The Clean Power Plan will also contribute to economic growth and create significant new employment opportunities. A new report by Industrial Economics and the Interindustry Economic Research Fund estimated that the final rule would lead to 74,000 new jobs in 2020 and would contribute an additional 196,000 to 273,000 new jobs each year between 2025 and 2040.

In the aggregate, the climate, health, and employment benefits resulting from the final Clean Power Plan will more than offset state compliance costs. Moreover, the draft rule proposed to provide states with significant flexibility in deciding how to implement the rule, which should enable states to develop strategies to reduce power sector emissions at the lowest cost to ratepayers. For example, many states have substantial potential to reduce electricity consumption (and thus emissions) through increased energy efficiency, which is commonly the lowest-cost “source” of power available. In addition, states can also implement the rule through increased deployment of renewable energy resources, which can provide jobs and other economic benefits while offsetting emissions.

A Transparent Attempt to Protect Coal Industry Interests

On Wednesday, April 22, the Energy and Power Subcommittee conducted a markup of the Ratepayer Protection Act, in which the subcommittee approved the proposed bill by a vote of 17 to 12. The vote was entirely along party lines, with 17 Republicans voting in favor and 12 Democrats voting against the proposed legislation.

The subcommittee also voted against a series of proposed amendments to the draft bill. One of these amendments would have allowed states to opt out of compliance only if projected ratepayer cost increases were expected to exceed the costs of responding to climate change. Another amendment would require a state to certify that a decision to opt out would not have a significant adverse effect on public health. The subcommittee also voted against an amendment proposing to add a section declaring that “the Federal Government should promote national security, economic growth, and public health by addressing human-induced climate change through the increased use of clean energy, energy efficiency, and reductions in carbon pollution.”

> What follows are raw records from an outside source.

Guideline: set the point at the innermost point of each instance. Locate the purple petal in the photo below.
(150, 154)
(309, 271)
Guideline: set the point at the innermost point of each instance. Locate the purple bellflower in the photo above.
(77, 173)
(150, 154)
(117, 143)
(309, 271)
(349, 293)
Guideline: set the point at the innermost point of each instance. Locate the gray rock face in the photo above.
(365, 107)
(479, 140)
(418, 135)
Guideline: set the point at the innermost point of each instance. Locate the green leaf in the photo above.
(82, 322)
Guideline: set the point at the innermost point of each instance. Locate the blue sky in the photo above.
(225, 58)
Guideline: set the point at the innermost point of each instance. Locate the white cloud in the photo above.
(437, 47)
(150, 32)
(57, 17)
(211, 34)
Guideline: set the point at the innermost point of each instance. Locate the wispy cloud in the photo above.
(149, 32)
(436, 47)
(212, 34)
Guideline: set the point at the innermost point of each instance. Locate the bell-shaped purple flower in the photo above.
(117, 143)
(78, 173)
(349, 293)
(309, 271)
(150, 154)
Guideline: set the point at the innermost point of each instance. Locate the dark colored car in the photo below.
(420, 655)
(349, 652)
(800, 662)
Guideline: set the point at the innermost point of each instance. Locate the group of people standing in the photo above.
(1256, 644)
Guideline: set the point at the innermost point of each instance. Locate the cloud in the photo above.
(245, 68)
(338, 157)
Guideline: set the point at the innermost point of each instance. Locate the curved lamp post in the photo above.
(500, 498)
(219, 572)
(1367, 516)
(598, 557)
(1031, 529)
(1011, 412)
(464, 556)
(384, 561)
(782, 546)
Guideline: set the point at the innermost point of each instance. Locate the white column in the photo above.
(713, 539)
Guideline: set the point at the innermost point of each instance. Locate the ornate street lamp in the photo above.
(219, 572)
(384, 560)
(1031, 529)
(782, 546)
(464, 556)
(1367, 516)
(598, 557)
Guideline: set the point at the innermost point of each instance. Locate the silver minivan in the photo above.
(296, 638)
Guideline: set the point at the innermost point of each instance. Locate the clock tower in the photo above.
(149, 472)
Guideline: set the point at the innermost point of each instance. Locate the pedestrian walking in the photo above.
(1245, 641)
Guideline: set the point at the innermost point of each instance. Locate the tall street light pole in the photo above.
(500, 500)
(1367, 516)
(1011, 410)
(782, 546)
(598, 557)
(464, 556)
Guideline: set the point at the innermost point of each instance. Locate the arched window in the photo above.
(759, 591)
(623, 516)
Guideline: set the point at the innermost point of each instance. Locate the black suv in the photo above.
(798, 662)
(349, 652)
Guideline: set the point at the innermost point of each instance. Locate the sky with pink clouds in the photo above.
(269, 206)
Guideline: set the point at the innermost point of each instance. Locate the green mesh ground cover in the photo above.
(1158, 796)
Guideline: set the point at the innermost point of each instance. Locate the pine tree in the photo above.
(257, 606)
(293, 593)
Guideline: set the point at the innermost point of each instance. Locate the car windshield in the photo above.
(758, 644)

The subcommittee members’ failure to approve these proposed amendments revealed the true objectives of the so-called “Ratepayer Protection Act,” which have little to nothing to do with protecting ratepayers. Instead, the proposed bill aims to protect the economic interests of the coal industry by enabling states to choose not to comply with federal air quality regulations. This transparent attempt at industry protectionism at the expense of public health and welfare exposes a growing disconnect between conservative lawmakers and the public they ostensibly represent.


If this proposed bill survives the legislative process and actually gets signed into law (which is highly unlikely, but not impossible), it will encourage coal-hungry states to opt out of complying with the Clean Power Plan to the detriment of the electricity system as a whole. The proposed regulation represents an opportunity for states to modernize their electricity sectors and build a more sustainable, resilient energy grid. States that refuse to implement the final rule will fail to invest in new resources and technologies that would provide lasting benefits for power consumers, and instead will continue to rely on outdated technologies and aging infrastructure. The electricity grid is a highly interconnected system, and one state’s refusal to modernize its power sector imposes additional risks on the system as whole. Moreover, a refusal to deploy non-emitting electricity resources will have long-term climate implications for current and future generations. The Clean Power Plan provides an opportunity for states to start transitioning to the electricity system of the future, and the Ratepayer Protection Act represents an attempt to remain stuck in the past.